Je surenchéris sur la recommandation : A lire absolument !
mercredi 24 octobre 2007 à 17h11
J'ai découvert Stephan Zweig avec ce titre, j'ai adoré. Il m'en reste tant à découvrir !
jeudi 25 octobre 2007 à 13h09
j'ai découvert stefan zweig avec ce titre, comme tamara, sauf que c'était pour les bons soins du bac L., en terminale donc.
Et avec "les fleurs de bleues" de r. queneau (lu dans le même cadre) c'est un des premiers livres lus parce que je devais le lire que j'aimais.
Je l'ai lu plusieurs fois en quelques mois, je l'ai étudié dans tous les sens, j'ai été fasciné d'en découvrir autant.
Et une fois le bac en poche, j'ai lu d'autres zweig dans le courant de l'été et j'ai été déçue parce que cette monomanie qui est très présente dans ce titre, l'était tout autant dans les autres.
J'avais donc l'impression de lire tout le temps la même chose.
Depuis, je n'ai rien lu de lui (ça fait 6 ans), et j'en entends beaucoup parlé sur les blogs donc je commence à en noter quelques uns (clarissa, vu chez kalistina par exemple...)
jeudi 25 octobre 2007 à 16h00
Contente de voir qu'il s'agit d'un coup de coeur partagé. Merci de vos commentaires!
jeudi 25 octobre 2007 à 16h26
Un court roman ou une longue nouvelle, on ne saurait pas trop dire.
En tout cas, un sacré chef d'oeuvre que ce livre.

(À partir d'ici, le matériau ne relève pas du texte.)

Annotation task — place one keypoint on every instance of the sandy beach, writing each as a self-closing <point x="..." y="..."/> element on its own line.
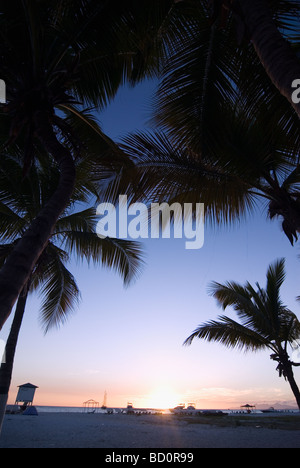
<point x="76" y="430"/>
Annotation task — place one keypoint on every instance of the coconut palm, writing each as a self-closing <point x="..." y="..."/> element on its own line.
<point x="226" y="138"/>
<point x="63" y="55"/>
<point x="74" y="234"/>
<point x="273" y="29"/>
<point x="264" y="321"/>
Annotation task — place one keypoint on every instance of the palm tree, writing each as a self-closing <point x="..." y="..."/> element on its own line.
<point x="74" y="234"/>
<point x="265" y="322"/>
<point x="63" y="55"/>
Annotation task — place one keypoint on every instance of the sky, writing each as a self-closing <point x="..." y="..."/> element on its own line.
<point x="129" y="342"/>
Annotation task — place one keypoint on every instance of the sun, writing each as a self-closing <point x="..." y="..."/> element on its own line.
<point x="163" y="398"/>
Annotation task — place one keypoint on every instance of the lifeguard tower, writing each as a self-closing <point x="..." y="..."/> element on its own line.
<point x="25" y="395"/>
<point x="91" y="406"/>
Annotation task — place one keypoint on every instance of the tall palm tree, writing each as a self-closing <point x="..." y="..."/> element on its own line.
<point x="74" y="233"/>
<point x="63" y="55"/>
<point x="266" y="23"/>
<point x="226" y="136"/>
<point x="265" y="322"/>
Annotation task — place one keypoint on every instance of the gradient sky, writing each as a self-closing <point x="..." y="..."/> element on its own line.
<point x="129" y="341"/>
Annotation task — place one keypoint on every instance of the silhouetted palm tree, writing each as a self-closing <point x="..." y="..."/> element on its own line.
<point x="265" y="322"/>
<point x="74" y="233"/>
<point x="63" y="55"/>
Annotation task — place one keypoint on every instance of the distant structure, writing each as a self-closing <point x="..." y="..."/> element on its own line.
<point x="25" y="395"/>
<point x="104" y="405"/>
<point x="90" y="406"/>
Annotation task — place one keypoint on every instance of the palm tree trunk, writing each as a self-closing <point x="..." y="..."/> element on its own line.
<point x="274" y="52"/>
<point x="19" y="265"/>
<point x="10" y="350"/>
<point x="289" y="375"/>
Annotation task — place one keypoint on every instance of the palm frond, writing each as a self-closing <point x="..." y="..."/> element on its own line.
<point x="229" y="333"/>
<point x="123" y="256"/>
<point x="60" y="295"/>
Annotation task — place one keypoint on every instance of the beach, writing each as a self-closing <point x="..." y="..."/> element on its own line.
<point x="78" y="430"/>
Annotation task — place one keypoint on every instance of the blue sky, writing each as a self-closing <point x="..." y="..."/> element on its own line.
<point x="129" y="341"/>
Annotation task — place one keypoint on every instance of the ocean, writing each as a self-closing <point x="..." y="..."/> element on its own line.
<point x="81" y="409"/>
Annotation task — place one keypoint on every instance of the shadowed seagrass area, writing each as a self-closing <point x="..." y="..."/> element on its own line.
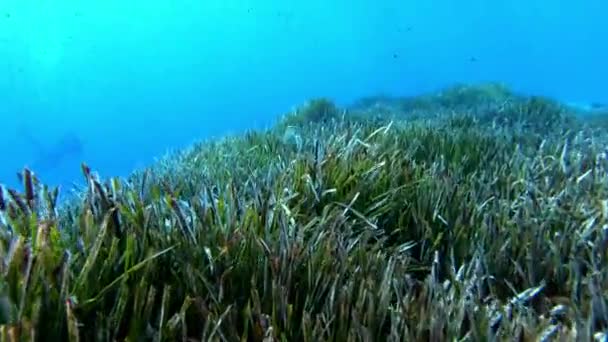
<point x="468" y="214"/>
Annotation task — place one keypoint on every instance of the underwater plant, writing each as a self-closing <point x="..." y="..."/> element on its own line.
<point x="451" y="227"/>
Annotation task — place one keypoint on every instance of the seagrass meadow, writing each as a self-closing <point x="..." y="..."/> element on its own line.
<point x="470" y="214"/>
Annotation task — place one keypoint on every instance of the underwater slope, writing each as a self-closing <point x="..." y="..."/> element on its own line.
<point x="472" y="213"/>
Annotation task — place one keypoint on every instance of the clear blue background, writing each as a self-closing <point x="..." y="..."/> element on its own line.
<point x="135" y="78"/>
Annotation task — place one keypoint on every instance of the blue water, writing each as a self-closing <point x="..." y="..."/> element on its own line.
<point x="118" y="83"/>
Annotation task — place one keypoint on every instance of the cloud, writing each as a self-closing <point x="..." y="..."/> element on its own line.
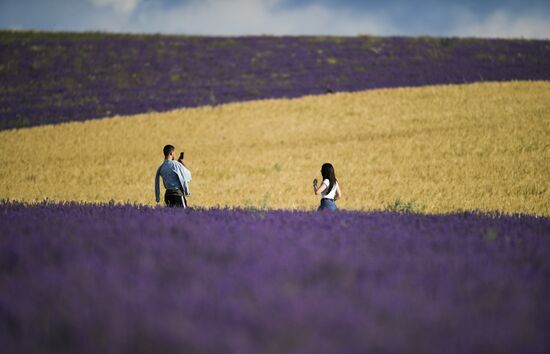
<point x="248" y="17"/>
<point x="502" y="24"/>
<point x="120" y="6"/>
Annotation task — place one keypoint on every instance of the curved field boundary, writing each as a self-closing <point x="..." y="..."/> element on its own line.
<point x="432" y="149"/>
<point x="57" y="77"/>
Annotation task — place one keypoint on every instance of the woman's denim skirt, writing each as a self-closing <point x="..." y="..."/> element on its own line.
<point x="327" y="204"/>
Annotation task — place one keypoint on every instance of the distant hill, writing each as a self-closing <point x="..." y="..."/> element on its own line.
<point x="57" y="77"/>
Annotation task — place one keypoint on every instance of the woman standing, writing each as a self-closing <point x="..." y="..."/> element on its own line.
<point x="329" y="189"/>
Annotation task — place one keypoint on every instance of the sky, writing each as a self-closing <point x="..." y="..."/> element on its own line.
<point x="466" y="18"/>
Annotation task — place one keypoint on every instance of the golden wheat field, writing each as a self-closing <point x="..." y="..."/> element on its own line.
<point x="482" y="146"/>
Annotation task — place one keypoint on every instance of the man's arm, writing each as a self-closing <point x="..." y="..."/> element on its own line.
<point x="157" y="186"/>
<point x="184" y="176"/>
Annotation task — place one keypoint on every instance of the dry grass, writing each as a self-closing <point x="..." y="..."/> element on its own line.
<point x="443" y="148"/>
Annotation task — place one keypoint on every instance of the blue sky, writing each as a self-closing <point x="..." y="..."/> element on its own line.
<point x="466" y="18"/>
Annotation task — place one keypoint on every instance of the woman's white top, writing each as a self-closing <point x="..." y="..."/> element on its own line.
<point x="329" y="194"/>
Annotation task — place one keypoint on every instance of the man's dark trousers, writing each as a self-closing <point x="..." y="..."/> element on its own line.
<point x="174" y="198"/>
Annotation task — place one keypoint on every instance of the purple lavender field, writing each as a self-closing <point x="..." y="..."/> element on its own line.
<point x="56" y="77"/>
<point x="123" y="279"/>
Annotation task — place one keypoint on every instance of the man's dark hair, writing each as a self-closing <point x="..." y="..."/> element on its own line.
<point x="168" y="149"/>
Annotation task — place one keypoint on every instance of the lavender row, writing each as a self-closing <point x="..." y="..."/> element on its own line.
<point x="113" y="279"/>
<point x="56" y="77"/>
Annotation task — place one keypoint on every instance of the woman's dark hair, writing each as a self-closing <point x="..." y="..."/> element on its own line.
<point x="327" y="171"/>
<point x="167" y="150"/>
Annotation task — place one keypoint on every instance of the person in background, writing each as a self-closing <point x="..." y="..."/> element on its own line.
<point x="329" y="189"/>
<point x="175" y="177"/>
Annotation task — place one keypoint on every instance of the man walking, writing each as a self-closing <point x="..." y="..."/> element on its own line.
<point x="175" y="177"/>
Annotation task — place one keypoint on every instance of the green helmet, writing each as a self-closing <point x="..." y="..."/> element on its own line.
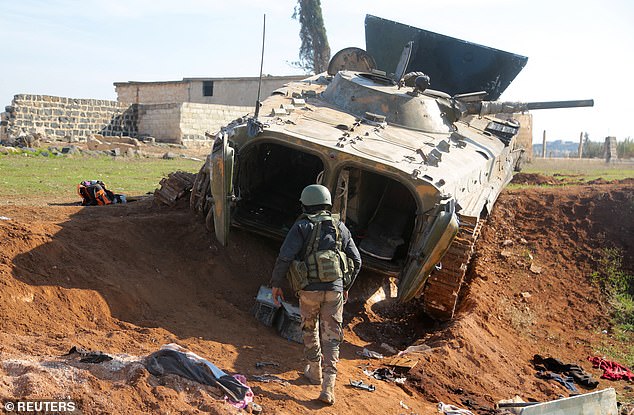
<point x="315" y="194"/>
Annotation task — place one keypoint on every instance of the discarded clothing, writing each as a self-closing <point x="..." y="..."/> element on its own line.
<point x="191" y="366"/>
<point x="266" y="378"/>
<point x="360" y="385"/>
<point x="386" y="374"/>
<point x="568" y="381"/>
<point x="580" y="376"/>
<point x="370" y="354"/>
<point x="611" y="370"/>
<point x="88" y="356"/>
<point x="452" y="409"/>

Comme dans l'ensemble de son oeuvre, Zweig explore le thème de la passion.
Ici, le jeu qui mène à la folie, avec en même temps une dimension "salvatrice" qui au début empêche plutôt la folie (celle d'être entre quatre murs).
Zweig était un immense conteur, et quelqu'un qui savait regarder tout au fond de la psyché humaine, avec lucidité et authenticité.
J'ai des souvenirs de lecture émerveillés de ses romans et de ses nouvelles, Vingt-quatre heures de la vie d'une femme, Amok, L'amour d'Erika Ewald, Lettre d'une inconnue ...
C'est un auteur à lire, sans doute aucun. Et notamment ce fabuleux Joueur d'échecs (qui de plus est très court et facile à lire, ça se lit d'une traite).
dimanche 28 octobre 2007 à 08h42
@ Emeraude: On a passé le bac en même temps alors
Une merveille de livre que je relis toujours avec le même plaisir et le même frisson dans le dos en le refermant...
mercredi 23 janvier 2008 à 18h02
si vous avez aimé , précipitez vous sur "le monde d'hier " souvenirs d'un européen (dans certaines traduction l'ancien monde)
notre monde actuel présente bien des similitudes inquiétatntes avec ce monde d'hier .
mercredi 16 avril 2008 à 11h07
J'ai également adoré ce livre, découvert en classe de lettres ! Merci de nous faire partager ton avis !
samedi 17 mai 2008 à 12h19
j'ai lu ce livre qui ma passionée c'est extraordinaire qu'une personne qui n'est pas intelligent dans le sens de cour sait joué au eches qu'avac l'observation.Sachez que ce livre est exellent pour ce qui veulent une seconde générale ou plutard ma devise est "lire et relire" pour retenir je croit que j'ai finis
jeudi 26 mars 2009 à 16h19
Je dois avoir lu l'intégrale de Sweig. J'avais commencé par Amok, coup de coeur immédiat, et j'ai enchaîné jusqu'à épuisement. Mon préféré de l'auteur : la pitié dangereuse. Un livre fabuleux et trop peu connu.
dimanche 14 mars 2010 à 14h46
je viens de lire l'intégrale romans et nouvelle et j'ai énormément apprécié cet auteur je ma lance aujourd'hui dans le joueur d'échecs que tu as tant apprécié je ne devrais donc pas être déçue
jeudi 2 décembre 2010 à 18h32
Un petit roman écrit avec un GRANDIOSE talent...
vendredi 3 février 2012 à 15h09
Un livre superbe. Un grand coup de coeur. Beaucoup de psychologie. De la grande littérature.